À medida que os pontos do livro vão se unindo, o trânsito cambaleante entre hemisférios, os rastros de aviões a medir a velocidade do esquecimento, os personagens amantes, amigos e geográficos, com protagonismo de alguns lugares como Copacabana, o México ou a Transilvânia, ou simplesmente uma janela ou uma varanda para o debruçamento – são convites ignescentes para se fixar nos pontos de escuridão, relâmpagos em meio ao caos entre luzes e ilusões.

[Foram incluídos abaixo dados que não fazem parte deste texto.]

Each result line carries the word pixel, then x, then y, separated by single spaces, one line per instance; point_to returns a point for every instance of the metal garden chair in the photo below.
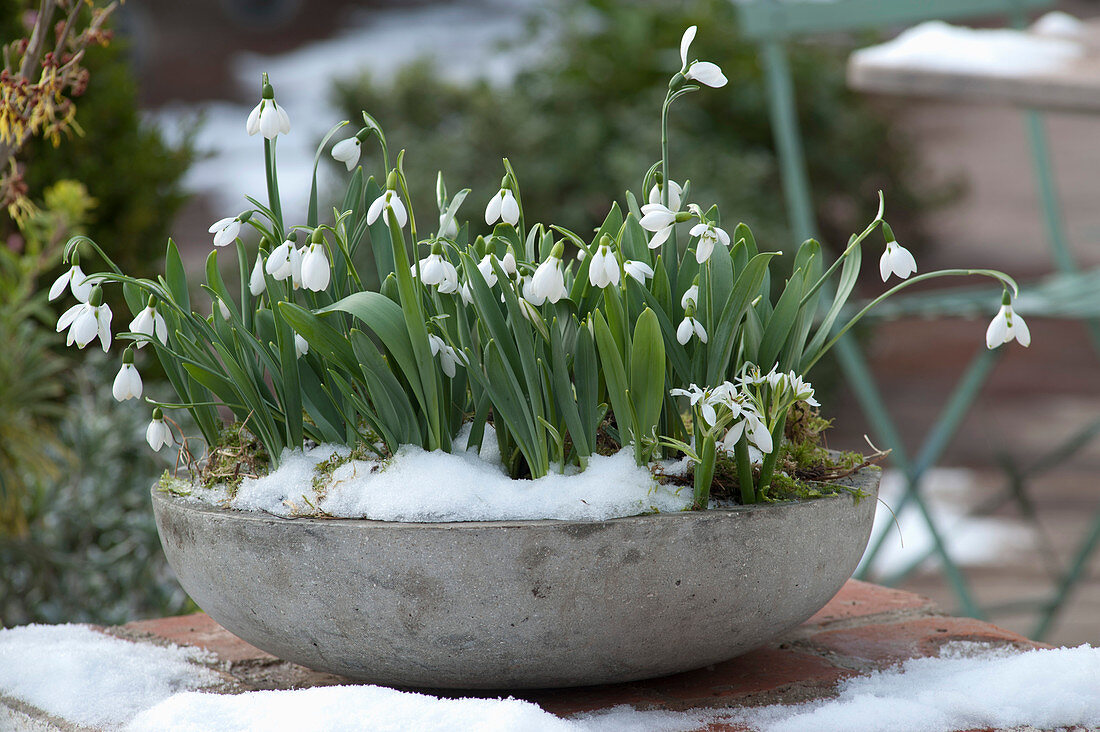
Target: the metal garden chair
pixel 772 24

“Aos olhos são oferecidos, como um anterrosto, imagens da cidade, da poeta, de homens que se ergueram para a cena flagrada e filtrada pelas lentes e discursos macros, em remissões intertextuais ao cinema, à fotografia, às obras de afins e afetos, às literaturas de origem e tardas, laborando, assim, um imenso diálogo de uma só voz escrita com volúpia interrogativa. O ritmo da imagem é ato superior ao entendimento: a poesia e a neblina oceânica, ainda assim, insistem nesse toque erotizado. O roteiro imagético de uma alma poética e estrangeira inaugura sentidos e relevâncias, dando aos comuns e a si própria a coragem de sacar do privado uma paixão pública, tomando-nos pela mão para uma expansão, operando a literatura com novos materiais. calí boreaz oferece-nos desconcertantes imersões na contemporaneidade poética. a tela finalmente escura é um livro com uma visceralidade incomum.”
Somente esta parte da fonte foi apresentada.